AK-Präsident Stangl: „Es ist höchste Zeit, die Studienbeihilfe umfassend zu reformieren“

Andreas Stangl (Fraktion Sozialdemokratischer Gewerkschafter:innen) ist Präsident der Arbeiterkammer in Oberösterreich. Mit dem aktuellen Studienbeihilfesystem ging der AK-Präsident via einer Presseaussendung am Freitag (15. April) hart ins Gericht: „Es ist höchste Zeit, die Studienbeihilfe umfassend zu reformieren und sie sozial gerecht zu gestalten.“ Wie BuzzFeed Austria bereits darüber berichtet hat, kann man derzeit in Österreich bis zu 841 Euro pro Monat an Studienbeihilfe bekommen. Für Stangl bräuchte es eine sofortige Erhöhung um 15 Prozent. So soll auf die immer teurer werdenden Preise reagiert werden.

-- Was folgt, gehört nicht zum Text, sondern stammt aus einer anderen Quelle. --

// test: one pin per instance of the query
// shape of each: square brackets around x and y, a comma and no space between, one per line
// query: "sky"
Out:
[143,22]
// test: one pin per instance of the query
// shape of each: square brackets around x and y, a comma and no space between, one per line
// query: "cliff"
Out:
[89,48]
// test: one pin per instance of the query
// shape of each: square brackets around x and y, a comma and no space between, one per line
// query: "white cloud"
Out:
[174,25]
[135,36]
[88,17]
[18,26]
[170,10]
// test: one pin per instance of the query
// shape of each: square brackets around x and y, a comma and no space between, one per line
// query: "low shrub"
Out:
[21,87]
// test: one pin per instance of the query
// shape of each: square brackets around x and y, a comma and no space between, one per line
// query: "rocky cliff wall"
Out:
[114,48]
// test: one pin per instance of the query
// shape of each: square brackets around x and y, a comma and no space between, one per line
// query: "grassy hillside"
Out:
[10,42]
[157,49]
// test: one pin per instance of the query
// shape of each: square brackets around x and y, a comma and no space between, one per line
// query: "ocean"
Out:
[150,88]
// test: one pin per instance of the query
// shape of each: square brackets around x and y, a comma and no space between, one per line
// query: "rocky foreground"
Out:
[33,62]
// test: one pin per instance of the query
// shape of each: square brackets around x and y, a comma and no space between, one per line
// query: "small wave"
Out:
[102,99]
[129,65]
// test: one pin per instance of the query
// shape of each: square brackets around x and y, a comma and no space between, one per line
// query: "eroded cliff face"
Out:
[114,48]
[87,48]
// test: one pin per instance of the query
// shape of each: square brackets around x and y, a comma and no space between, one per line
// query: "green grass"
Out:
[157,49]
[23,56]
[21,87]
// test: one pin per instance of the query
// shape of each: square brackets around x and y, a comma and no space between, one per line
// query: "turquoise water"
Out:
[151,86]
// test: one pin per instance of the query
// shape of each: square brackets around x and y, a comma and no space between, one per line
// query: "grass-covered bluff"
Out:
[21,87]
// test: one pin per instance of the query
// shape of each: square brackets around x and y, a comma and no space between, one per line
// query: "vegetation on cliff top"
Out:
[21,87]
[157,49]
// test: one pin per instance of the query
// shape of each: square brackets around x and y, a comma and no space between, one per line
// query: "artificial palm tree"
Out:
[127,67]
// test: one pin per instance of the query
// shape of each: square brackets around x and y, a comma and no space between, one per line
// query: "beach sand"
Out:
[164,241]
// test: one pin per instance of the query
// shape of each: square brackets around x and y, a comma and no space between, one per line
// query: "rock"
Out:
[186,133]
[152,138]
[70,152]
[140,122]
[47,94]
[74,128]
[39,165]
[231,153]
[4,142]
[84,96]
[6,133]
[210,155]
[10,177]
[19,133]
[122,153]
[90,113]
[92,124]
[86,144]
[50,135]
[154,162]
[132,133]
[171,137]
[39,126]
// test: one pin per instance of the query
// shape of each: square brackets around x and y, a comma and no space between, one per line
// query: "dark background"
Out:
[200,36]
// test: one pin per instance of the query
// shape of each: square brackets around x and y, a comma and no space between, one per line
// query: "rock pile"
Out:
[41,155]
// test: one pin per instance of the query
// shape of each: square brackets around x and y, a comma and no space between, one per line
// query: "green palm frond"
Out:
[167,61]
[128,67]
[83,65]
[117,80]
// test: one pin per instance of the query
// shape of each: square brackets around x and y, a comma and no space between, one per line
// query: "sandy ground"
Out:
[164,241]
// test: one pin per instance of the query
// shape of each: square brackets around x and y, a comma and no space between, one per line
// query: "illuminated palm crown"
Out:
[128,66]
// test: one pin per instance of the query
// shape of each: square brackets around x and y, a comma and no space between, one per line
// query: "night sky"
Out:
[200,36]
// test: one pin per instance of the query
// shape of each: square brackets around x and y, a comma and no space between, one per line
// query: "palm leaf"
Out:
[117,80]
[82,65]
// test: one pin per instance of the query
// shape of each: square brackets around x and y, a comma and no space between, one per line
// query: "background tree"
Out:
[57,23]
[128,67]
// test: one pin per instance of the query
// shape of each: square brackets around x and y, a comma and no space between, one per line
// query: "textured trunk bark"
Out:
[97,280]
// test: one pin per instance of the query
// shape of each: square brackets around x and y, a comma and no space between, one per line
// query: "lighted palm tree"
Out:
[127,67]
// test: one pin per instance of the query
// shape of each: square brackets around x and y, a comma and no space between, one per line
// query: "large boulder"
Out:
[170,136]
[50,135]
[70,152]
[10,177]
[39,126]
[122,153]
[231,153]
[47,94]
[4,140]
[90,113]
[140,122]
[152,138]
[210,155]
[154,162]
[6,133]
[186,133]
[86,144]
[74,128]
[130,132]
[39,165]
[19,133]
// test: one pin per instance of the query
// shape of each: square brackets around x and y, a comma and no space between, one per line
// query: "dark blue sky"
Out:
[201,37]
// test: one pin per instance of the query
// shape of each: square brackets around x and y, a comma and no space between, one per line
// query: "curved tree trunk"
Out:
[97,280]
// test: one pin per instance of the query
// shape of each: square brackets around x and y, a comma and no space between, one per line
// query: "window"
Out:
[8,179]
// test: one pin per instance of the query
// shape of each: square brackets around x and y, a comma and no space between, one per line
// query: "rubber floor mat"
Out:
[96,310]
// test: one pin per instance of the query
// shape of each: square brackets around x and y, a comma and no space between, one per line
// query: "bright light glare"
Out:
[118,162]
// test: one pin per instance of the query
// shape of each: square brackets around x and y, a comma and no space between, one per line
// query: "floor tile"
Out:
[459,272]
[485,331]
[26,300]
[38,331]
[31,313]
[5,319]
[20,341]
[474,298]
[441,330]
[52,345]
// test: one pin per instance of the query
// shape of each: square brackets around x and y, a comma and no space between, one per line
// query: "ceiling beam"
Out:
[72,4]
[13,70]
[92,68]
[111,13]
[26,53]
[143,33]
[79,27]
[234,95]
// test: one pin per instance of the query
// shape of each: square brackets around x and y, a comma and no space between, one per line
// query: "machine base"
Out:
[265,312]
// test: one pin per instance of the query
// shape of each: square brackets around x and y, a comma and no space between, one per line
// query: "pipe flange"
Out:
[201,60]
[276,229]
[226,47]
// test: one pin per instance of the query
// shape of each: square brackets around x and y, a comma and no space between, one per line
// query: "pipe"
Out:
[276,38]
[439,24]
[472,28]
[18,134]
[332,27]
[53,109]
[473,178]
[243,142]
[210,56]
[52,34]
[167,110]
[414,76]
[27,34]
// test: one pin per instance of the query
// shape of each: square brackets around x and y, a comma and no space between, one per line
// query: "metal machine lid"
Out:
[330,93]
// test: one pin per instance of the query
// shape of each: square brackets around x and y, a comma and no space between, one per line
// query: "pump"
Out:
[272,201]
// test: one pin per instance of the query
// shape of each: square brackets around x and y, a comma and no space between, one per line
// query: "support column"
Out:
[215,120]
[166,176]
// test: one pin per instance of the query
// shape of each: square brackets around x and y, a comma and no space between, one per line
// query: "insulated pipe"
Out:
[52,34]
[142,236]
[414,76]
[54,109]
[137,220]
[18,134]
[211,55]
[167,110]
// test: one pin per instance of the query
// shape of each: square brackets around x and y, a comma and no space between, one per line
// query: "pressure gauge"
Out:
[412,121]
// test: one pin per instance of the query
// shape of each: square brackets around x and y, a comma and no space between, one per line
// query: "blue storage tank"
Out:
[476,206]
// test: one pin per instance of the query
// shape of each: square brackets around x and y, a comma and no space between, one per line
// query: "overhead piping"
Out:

Was viele Menschen nicht wissen: Die Studienbeihilfe wird nur alle zehn Jahre aktualisiert. Zuletzt war das 2017, als die Studienbeihilfe um 18 Prozent erhöht. Die Teuerung an sich stieg im selben Zeitraum von 2007 bis 2017 um 21 Prozent, die Wohnkosten (für Studierende besonders heikel) sogar um 38 Prozent. So ist es auch kein Wunder, dass laut Studierenden-Sozialerhebung mehr als ein Fünftel der Studierenden große finanzielle Probleme hat. Für AK-Präsident Stangl bräuchte es vor allem für jene Menschen die Reform der Studienbeihilfe: „Gerade Personen aus Haushalten von Arbeitnehmerinnen und Arbeitnehmern sind von finanziellen Belastungen als Folge der Corona-Pandemie und der enormen Preisentwicklung besonders betroffen.“

Bildungsminister Polaschek: Erhöhung der Studienbeihilfe für 2022 angekündigt

Eine Reform der Studienbeihilfe mit mehr sozialer Gerechtigkeit sei also längst überfällig, ist AK-Präsident Stangl der Ansicht. Dass sich etwas ändern muss, dieser Meinung ist zumindest auch Bildungsminister Martin Polaschek (ÖVP). Wie dieser im Dezember 2021 ankündigte, soll für 2022 die Studienbeihilfe um 20 Millionen Euro erhöht werden. Dabei handle es sich um die größte Anhebung seit - ja, genau - 2017. „An den Details wird derzeit gearbeitet“, hieß es damals in einer Presseaussendung. Mehr ist darüber auch rund fünf Monate später noch nicht bekannt.

Apropos Bildungsminister Polaschek: Dieser stand auch vor Kurzem erst stark in der Kritik. Schulleitungen erhielten für ihren Arbeitseinsatz in der Corona-Pandemie eine „Belohnung“ von 500 Euro. Lehrkräfte gingen allerdings leer aus.